Not to get all intellectual on you the second day of fashion week, but to quote Marshall McLuhan, the medium is the message when it comes to Abigail Lorick’s Spring collection. Well, artist’s medium, that is. Inspired by Francesco Clemente’s watercolors, Edgar Degas’ pastels, and Jonathan Greene’s acrylics, the Gossip Girl ghost-designer created a collection based on portrait sittings. When the models weren’t lounging on the raised-stage tableau (while art student Christine Hostetler stood in the corner at an easel, furiously sketching them), they changed looks on the side, for everyone to see. Lorick was right there—the artist at work—dressing them. Kind of like that scene in Unzipped, sans scrim and Carla Bruni. As we know by now, Lorick is pretty creative, so to solve the near-nude-girl-in-the-room dilemma she whipped up some retro-style bras and tap shorts as underpinnings. The good news is that for Spring she’ll be adding lingerie to her already charming mix of girly frocks. While the cynic would say it’s tough times when models don’t have standard-issue backstage dressers, Lorick begs to differ. “That’s what my clothes are all about—a woman getting dressed and enjoying the process.”

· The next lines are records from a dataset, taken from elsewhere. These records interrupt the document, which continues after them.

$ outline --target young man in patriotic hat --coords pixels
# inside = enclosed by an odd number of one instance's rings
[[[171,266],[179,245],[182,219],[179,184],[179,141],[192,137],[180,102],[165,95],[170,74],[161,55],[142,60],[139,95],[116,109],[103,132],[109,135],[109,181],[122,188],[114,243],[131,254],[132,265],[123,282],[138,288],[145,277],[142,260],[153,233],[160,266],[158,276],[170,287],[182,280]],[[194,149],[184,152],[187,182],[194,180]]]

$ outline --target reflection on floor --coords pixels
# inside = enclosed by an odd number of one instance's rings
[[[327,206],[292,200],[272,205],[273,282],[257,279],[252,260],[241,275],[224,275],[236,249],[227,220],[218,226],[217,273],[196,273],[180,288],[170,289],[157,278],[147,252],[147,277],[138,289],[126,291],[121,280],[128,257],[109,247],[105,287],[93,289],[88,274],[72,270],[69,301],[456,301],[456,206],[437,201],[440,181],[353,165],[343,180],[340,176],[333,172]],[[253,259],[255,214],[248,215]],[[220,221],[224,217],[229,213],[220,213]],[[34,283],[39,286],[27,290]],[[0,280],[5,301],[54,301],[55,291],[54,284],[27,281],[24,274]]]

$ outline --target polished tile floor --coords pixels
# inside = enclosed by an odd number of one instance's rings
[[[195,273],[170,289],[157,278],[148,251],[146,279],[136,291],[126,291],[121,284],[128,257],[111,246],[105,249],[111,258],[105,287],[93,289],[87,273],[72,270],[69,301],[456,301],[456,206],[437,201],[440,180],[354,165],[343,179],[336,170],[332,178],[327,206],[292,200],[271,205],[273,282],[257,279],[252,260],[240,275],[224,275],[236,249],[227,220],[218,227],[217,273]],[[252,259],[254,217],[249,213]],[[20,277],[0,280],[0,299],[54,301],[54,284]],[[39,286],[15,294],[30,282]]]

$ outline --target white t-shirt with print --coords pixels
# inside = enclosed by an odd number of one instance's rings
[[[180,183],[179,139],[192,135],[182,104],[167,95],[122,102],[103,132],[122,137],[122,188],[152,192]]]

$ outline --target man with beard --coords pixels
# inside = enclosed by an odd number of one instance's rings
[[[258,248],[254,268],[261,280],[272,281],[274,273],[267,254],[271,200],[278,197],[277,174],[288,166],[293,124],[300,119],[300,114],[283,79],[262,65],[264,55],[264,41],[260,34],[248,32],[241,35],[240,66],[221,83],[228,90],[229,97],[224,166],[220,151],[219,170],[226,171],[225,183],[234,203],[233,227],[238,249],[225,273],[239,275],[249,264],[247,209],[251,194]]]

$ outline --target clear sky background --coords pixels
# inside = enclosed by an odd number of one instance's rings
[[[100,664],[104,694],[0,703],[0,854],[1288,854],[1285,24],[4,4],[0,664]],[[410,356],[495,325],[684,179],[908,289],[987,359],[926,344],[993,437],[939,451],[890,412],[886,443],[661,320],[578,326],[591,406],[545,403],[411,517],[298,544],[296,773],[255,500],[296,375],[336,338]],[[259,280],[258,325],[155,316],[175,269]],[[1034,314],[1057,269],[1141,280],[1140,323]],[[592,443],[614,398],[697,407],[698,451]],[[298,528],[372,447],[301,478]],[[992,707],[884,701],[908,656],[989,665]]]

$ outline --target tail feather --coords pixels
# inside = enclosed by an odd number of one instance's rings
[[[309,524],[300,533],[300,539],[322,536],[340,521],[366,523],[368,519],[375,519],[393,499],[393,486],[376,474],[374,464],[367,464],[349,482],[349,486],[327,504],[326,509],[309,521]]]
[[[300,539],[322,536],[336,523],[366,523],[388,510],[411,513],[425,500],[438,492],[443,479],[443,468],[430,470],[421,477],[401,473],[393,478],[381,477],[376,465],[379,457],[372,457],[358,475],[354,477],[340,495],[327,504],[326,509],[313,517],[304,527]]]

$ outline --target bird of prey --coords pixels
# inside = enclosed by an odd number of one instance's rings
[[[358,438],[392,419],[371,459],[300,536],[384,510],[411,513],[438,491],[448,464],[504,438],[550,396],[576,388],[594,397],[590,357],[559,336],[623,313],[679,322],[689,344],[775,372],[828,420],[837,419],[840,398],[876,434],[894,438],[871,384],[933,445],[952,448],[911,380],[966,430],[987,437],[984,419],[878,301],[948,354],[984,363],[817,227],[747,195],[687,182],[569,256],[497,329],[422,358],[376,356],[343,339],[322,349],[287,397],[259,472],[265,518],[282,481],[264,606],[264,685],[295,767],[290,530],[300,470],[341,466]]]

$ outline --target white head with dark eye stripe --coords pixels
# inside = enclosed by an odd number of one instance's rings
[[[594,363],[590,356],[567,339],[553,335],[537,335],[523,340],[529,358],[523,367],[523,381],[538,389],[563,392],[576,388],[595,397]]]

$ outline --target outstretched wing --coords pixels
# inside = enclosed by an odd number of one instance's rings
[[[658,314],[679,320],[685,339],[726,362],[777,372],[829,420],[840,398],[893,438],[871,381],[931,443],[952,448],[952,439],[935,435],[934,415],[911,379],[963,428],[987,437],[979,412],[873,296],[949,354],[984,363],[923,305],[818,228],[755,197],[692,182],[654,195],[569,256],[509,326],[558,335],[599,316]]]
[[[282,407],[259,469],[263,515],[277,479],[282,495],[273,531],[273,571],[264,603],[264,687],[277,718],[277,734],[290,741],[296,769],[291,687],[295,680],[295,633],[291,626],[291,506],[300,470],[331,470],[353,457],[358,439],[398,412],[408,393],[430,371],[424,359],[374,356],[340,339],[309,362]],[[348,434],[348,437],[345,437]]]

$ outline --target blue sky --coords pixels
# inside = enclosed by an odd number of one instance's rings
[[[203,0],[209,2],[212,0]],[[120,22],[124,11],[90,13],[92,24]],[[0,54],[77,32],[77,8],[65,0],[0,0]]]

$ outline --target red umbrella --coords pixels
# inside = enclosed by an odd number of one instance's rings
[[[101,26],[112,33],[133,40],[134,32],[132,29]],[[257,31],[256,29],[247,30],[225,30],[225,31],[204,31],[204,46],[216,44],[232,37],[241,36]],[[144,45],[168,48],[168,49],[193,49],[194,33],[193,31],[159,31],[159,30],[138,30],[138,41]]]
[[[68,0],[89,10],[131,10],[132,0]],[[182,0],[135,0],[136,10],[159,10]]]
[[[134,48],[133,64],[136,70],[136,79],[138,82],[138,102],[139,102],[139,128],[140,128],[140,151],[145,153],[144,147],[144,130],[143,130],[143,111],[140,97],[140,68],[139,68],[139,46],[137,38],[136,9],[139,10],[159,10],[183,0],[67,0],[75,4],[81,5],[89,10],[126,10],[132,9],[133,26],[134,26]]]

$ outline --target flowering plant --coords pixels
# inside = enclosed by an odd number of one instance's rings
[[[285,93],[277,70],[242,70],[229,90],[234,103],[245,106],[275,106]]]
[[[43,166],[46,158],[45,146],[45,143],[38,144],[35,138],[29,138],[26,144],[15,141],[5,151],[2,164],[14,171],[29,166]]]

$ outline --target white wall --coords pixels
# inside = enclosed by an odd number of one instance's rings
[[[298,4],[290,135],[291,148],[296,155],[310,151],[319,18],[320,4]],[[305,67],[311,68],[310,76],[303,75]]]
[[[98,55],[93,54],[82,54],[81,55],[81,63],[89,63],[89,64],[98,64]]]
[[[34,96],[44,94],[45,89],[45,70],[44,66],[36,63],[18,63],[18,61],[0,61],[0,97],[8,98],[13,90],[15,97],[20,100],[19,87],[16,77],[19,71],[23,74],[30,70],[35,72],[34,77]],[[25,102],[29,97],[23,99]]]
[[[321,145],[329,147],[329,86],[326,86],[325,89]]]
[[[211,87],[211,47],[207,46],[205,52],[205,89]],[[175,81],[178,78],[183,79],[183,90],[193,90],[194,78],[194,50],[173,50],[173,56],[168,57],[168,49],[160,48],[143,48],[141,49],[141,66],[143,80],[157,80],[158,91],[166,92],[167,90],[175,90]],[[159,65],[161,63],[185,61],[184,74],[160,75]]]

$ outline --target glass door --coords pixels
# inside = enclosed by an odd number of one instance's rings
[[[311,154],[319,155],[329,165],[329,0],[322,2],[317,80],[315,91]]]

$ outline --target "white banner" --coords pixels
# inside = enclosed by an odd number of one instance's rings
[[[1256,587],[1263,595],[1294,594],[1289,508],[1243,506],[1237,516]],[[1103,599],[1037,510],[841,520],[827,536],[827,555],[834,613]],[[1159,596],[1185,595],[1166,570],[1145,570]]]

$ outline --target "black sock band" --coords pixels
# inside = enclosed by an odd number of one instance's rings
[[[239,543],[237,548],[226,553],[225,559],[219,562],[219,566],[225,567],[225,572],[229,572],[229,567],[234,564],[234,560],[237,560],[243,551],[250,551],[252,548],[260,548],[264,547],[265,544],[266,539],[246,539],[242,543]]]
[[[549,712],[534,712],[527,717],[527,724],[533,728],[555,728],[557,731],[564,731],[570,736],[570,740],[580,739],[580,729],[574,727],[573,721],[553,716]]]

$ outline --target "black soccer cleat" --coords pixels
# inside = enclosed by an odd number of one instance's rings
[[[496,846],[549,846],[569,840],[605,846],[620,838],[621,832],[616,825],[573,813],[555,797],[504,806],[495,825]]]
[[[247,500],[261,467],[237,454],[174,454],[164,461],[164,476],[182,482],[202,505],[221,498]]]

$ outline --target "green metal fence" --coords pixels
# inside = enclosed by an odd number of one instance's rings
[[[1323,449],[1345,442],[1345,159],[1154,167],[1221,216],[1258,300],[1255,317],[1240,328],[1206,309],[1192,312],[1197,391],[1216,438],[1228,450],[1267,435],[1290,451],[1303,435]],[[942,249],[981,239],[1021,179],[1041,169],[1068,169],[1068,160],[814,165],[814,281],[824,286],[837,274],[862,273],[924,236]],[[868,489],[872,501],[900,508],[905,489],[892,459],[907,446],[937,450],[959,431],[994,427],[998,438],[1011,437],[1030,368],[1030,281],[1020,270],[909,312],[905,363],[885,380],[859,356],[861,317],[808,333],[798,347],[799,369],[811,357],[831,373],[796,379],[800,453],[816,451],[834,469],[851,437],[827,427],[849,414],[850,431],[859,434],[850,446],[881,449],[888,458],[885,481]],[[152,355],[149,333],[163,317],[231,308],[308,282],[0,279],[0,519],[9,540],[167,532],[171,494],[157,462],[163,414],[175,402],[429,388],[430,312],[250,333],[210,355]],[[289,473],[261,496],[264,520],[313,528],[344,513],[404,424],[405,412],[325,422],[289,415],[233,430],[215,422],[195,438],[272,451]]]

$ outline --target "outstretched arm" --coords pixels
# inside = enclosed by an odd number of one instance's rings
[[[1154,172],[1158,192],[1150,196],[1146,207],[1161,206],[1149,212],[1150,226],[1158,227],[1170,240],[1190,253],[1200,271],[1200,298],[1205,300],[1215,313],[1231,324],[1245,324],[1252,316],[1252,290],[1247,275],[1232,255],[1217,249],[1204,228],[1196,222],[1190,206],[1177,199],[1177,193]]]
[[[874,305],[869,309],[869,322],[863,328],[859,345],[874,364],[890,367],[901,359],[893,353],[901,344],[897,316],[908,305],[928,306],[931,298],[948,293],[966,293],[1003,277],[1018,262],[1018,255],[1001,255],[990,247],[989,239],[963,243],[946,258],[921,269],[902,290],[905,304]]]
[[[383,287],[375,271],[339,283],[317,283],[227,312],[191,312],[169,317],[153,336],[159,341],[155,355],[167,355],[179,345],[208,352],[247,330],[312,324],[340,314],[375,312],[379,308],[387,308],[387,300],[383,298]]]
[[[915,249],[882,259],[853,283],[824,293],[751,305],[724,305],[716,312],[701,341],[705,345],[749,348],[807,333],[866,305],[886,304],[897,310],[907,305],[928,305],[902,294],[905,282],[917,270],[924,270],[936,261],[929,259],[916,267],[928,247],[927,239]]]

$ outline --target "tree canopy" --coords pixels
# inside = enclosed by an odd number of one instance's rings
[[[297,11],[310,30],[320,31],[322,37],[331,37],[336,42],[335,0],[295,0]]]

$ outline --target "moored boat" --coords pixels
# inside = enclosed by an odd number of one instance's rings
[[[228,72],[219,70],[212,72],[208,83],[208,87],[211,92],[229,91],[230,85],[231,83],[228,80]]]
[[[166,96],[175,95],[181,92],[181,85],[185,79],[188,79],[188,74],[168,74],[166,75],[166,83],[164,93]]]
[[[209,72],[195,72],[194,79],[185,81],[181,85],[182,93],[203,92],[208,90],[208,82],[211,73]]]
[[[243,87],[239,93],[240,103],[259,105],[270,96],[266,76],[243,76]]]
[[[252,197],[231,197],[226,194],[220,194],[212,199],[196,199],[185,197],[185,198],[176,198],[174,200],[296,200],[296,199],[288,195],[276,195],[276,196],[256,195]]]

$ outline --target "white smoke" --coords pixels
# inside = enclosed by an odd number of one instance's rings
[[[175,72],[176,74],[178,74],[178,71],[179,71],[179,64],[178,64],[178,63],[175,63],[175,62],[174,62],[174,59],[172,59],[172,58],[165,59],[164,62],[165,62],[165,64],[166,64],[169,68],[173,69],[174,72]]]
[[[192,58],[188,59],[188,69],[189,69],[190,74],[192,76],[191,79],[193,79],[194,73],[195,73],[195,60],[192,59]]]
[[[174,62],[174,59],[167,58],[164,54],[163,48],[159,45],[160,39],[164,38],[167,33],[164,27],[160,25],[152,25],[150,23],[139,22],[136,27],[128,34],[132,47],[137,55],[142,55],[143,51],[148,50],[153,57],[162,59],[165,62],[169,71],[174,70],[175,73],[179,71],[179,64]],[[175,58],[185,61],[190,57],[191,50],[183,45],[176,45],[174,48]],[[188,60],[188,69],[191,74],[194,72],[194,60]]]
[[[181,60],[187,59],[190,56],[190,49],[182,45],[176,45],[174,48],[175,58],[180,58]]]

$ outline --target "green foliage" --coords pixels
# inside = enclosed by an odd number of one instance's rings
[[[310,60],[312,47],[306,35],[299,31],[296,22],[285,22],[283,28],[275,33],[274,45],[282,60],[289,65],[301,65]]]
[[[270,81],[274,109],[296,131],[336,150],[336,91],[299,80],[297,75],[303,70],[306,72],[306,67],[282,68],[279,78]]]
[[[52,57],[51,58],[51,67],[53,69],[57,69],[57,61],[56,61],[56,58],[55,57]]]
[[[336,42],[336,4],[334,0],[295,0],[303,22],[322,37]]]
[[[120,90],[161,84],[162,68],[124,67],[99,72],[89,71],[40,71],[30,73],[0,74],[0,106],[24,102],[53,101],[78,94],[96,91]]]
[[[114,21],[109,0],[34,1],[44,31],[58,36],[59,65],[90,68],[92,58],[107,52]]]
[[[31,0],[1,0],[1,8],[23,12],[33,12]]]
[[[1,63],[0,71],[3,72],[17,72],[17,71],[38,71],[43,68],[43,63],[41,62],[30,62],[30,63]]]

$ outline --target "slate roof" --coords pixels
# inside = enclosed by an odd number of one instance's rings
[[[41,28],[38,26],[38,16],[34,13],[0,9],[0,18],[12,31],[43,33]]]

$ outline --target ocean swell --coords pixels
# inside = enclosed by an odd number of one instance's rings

When designer Rachel Antonoff ticks off the list of inspirations for her Spring collection—Judy Garland, Fanny Brice, Pippin—it’s pretty clear she’s got a theater background. Don’t be fooled, however: This girl’s no drama geek. The collection—a sweet mix of forties-inspired frocks, tap shorts, and tops was shown tableau style at the Henry Street Settlement Playhouse. The concept was a dress rehearsal for an imaginary production titled Magic to Do, and she called on some theatrical pals to help bring to life her themes. On hand to model was BFF Alia Shawkat, better known as Maeby from Arrested Development, as well as New York City Ballet dancers. Tulle ballerina dresses and floral-print playsuits were accessorized with Albertus Swanepoel’s pastel headpieces and custom Liberty-print toe shoes. Antonoff hung up her own shoes years ago, but she still takes ballet class with Sarah Sophie Flicker.